To implement it as a strategic ressource. Think it on every level, and not something you do on the side.
What are the three steps of analytics?
Deskriptiv - What is there?
Predictive - what will happen?
Preskriptiv - What we need to do to optimize?
Which 3 skills do we need as a data scientist?
Hacking - programming
Math - statistician and math
Substantive expertise - viden om emneområdet
What is the difference between data analyst and business analyst?
Business analyst is a bit more pragmatic, and have more domain knowledge.
What is machine learning?
They learn without saying exactly how to. Learn by experience.
What is the difference between supervised learning an unsupervised learning?
Supervised learning has a predefined relation between input and for example regression. Good for purpose pull.
Unsupervised learning do not where it ends. Can be clustering. Good for Datapush
Describe the data-purpose paradox?
Either you have the data or the purpose first.
Datapush - you have the data first, no purpose. Unsupervised learning, clustering.
Purpose pull - you have the purpose, but no data. Supervised learning.
Describe the linear regression
Overall use:
Next step after correlation. Used for predictions, and relationship between variables.
Dependent variable - the ones that get affected by the others. For example grade.
Independe variable - The ones that affect the others. For example study hours.
Relationship between the variables can be either positive or negative.
Continous outcome, so it can be everything, price, age and so on.

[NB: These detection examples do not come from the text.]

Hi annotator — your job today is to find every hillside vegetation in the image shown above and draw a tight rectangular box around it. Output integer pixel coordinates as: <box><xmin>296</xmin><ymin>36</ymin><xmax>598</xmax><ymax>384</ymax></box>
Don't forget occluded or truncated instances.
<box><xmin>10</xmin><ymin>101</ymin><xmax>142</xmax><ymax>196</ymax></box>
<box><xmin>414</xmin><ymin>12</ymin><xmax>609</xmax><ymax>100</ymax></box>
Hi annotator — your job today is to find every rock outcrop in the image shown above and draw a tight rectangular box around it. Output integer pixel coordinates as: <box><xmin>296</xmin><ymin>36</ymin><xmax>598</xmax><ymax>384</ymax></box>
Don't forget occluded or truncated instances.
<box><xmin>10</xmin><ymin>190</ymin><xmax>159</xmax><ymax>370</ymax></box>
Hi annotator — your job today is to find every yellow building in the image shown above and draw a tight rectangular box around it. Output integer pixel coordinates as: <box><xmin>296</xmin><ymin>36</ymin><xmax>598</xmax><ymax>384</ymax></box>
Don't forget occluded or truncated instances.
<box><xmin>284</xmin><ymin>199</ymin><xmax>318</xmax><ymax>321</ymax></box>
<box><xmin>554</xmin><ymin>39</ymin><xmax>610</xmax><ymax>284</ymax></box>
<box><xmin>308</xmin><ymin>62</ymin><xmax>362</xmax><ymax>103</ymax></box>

Describe the logistic regression.
Same as linear regression, but has a binary outcome, so it can be used to categorise. Do you pass the exam, should we invest or not?
Describe a decision tree
Decisionmaking, and binary outcome. If you do this, then this can happen. Predictions. See how big the probability is that the one will happen and the other ting. Make general rules for next time doing something.
Describe regression tree
Same as decision tree but continuous outcome. Predictions and what will happen if you do this, and this. General rules.
Describe neural network.
Alghoritms that is trained like a human brain. Can be used to predict what a image is, and predict if it is a triangle or a square.
It needs to be trained, so it will become better and better.

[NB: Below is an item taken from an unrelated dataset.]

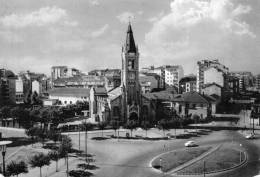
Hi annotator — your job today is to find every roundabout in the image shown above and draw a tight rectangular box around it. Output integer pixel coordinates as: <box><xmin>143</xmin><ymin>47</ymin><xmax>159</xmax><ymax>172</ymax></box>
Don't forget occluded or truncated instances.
<box><xmin>150</xmin><ymin>142</ymin><xmax>247</xmax><ymax>176</ymax></box>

Describe support vector machine
Good for classifying. You find the maximal margin classifier, but that does not allow for misclassification. If there is misclassification and, you find a soft margin classifier, if there is misclassification. You find that by using cross validation, that compares the diffrent soft margin classifiers.
But sometimes the dataset is not possible to make a linear line, and you move it up to another dimension so you can make a linear line. You use a so-called kernel function, which there is many different of. Then you can make a linear line.
Effective when the dataset is not linear.
What is the different measuring scale elements?
Nominal - just categories without able to compare. blue green
Ordinal - you can compare, but not exactly in which degree. Good, very good.
Interval - You can compare, but there is no 0. For example weather, you can’t say that 20 is double as hot as 10.
Ratio - weight. You can compare directly. The best for statistics.
Explain mean, median and standard deviation
Mean - average
Median - Mid number
Standard deviation - how far is a number for the mean.
Explain covariance and correlation
Both of them explain the relationship between two variables. Covariance is best when the numbers are on the same scale, and can be hard to compare.
Correlation can only go from -1 to 1. Easier to compare to different versions.
Explain sample from a distribution
You want to say something broader of a population based on a sample.
Can help you to verify your statistics.
Explain statistical significance
Whether you can say your research is true. Often a p value on 5 %. Says that it is under 5 %, that the result you will have happened by a coincidence.
Which ML methods for classification?
K-nearest neighbour, support vector machine and logistic regression.
Which ML methods for continuous outcome?
Linear regression, regression tree
Which issues can you have with digital data and analytics?
Pricing model - if you have many customers, high prices. uber
Customer classification - if they shop baby clothe, you can say she is pregnant
Surveillance - monitor people like china.
Positive forces with digital data
Citizens can become powerful
Alghoritms can sometimes make better decisions that human.
Which ethical issues can there be with digital data?
Legal - discirimated gender or race.
Homogenization of workspace - hire to many of the same people based om AI.
Impaxt on business partners - the trust can be less.